Through the most brutal forms of pressure—followed by negotiations, bribery and endless promises of some form of Palestinian state—every effort has been made to divide the resistance and open a civil war in the Palestinian movement.

Having failed to do that, the Zionist movement is at war with itself.

Phony sympathy for settlers

The corporate media in the U.S. are giving enormously sympathetic coverage to the settlers as they are uprooted from their fortified suburban enclaves. Yet those who took over Palestinian land by force will receive $300,000 in relocation expenses, paid by U.S. taxpayers, and new homes in other settlements, also built on stolen land.

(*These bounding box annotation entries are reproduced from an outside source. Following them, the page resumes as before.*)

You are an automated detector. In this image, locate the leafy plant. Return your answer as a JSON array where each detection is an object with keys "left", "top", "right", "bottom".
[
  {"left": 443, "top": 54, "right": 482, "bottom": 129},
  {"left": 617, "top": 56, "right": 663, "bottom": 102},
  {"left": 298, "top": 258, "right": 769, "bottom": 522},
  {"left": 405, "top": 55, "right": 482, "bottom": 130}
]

There is no sympathy in the media for the tens of thousands of uprooted Palestinians who have lived for decades as refugees.

While dismantling its illegal settlements and military bases in the Gaza Strip, Israel will still maintain a full-scale sea, air and land siege of the territory. Their plan is for Gaza to remain an open-air prison under Israeli control.

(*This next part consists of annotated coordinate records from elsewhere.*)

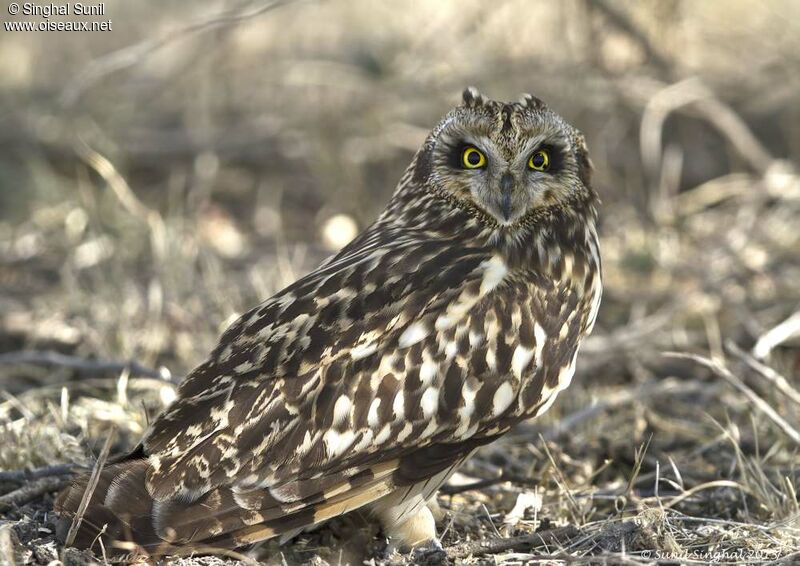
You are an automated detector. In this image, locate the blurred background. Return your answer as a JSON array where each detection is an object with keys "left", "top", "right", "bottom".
[{"left": 0, "top": 0, "right": 800, "bottom": 557}]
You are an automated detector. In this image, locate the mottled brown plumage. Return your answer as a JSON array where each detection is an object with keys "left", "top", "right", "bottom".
[{"left": 57, "top": 89, "right": 601, "bottom": 554}]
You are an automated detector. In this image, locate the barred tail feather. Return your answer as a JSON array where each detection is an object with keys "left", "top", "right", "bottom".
[{"left": 55, "top": 459, "right": 398, "bottom": 556}]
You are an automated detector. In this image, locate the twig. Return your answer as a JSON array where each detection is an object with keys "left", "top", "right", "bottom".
[
  {"left": 753, "top": 311, "right": 800, "bottom": 360},
  {"left": 60, "top": 0, "right": 296, "bottom": 108},
  {"left": 663, "top": 352, "right": 800, "bottom": 445},
  {"left": 445, "top": 525, "right": 578, "bottom": 560},
  {"left": 0, "top": 464, "right": 79, "bottom": 481},
  {"left": 0, "top": 477, "right": 69, "bottom": 511},
  {"left": 64, "top": 428, "right": 116, "bottom": 547},
  {"left": 590, "top": 0, "right": 672, "bottom": 73},
  {"left": 439, "top": 474, "right": 541, "bottom": 495},
  {"left": 725, "top": 340, "right": 800, "bottom": 405},
  {"left": 639, "top": 78, "right": 774, "bottom": 182},
  {"left": 0, "top": 350, "right": 172, "bottom": 381}
]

Israel’s greatest fear is that the Palestinians will take full advantage of the pullout of the military bases and do as much as possible with their new situation. The mood of continuing resistance in Gaza is visible in signs there that read: “Today Gaza, tomorrow Jerusalem and the West Bank,” and “Resistance wins—let’s go on!”

Struggle continues

Prime Minister Ariel Sharon, the architect of the settlement policy and guilty of the most brutal attacks on the Palestinian people, did not initiate this withdrawal out of any recognition of or respect for Palestinian rights.

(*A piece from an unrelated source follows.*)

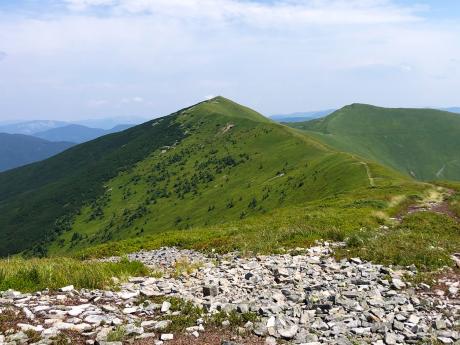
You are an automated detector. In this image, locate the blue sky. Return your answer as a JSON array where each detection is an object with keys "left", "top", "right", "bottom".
[{"left": 0, "top": 0, "right": 460, "bottom": 121}]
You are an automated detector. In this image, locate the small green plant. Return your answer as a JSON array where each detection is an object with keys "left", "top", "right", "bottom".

It is a political calculation to aggressively expand settlements in the West Bank, especially those surrounding Jeru salem, while abandoning isolated settlements that are difficult to sustain. While the media focus on Gaza, the construction of the three-story high Apartheid Wall, which makes ghettos of Palestinian towns and villages, will continue.

Sharon makes no secret of his strategy. “The settlement blocs will continue to exist. I will not negotiate on the subject of Jerusalem. The blocs will remain territorially linked to the state of Israel,” he told Israeli television on Aug. 10. “At the same time, there will be no return of Palestinian refugees to Israel.”

This is clearly a strategy carried out in the closest coordination with the Bush administration. Sharon reiterated in an Aug. 12 news conference, “I prefer to reach an agreement with the Americans rather than to reach an agreement with the Arabs.”

The right of return and the right of the Palestinians to their own state, with Jerusalem as the capital, are the very demands that the solidarity movement will need to keep in the forefront.

The days ahead are an extremely dangerous time for the Palestinian movement. The danger is that the Israeli government will orchestrate some horrendous attack to regain credibility with the ultra-right wing of the Zionist movement and try to dampen the Palestinian mood of victory.

This is a vital time to be especially vigilant and to step up the level of solidarity and support for the Palestinian resistance. The links between billions of dollars for war in Iraq and billions of dollars of support for Israel have never been clearer. As support for the U.S. war in Iraq continues to slide, it is essential to show that U.S. aid to Israel is part of the same war.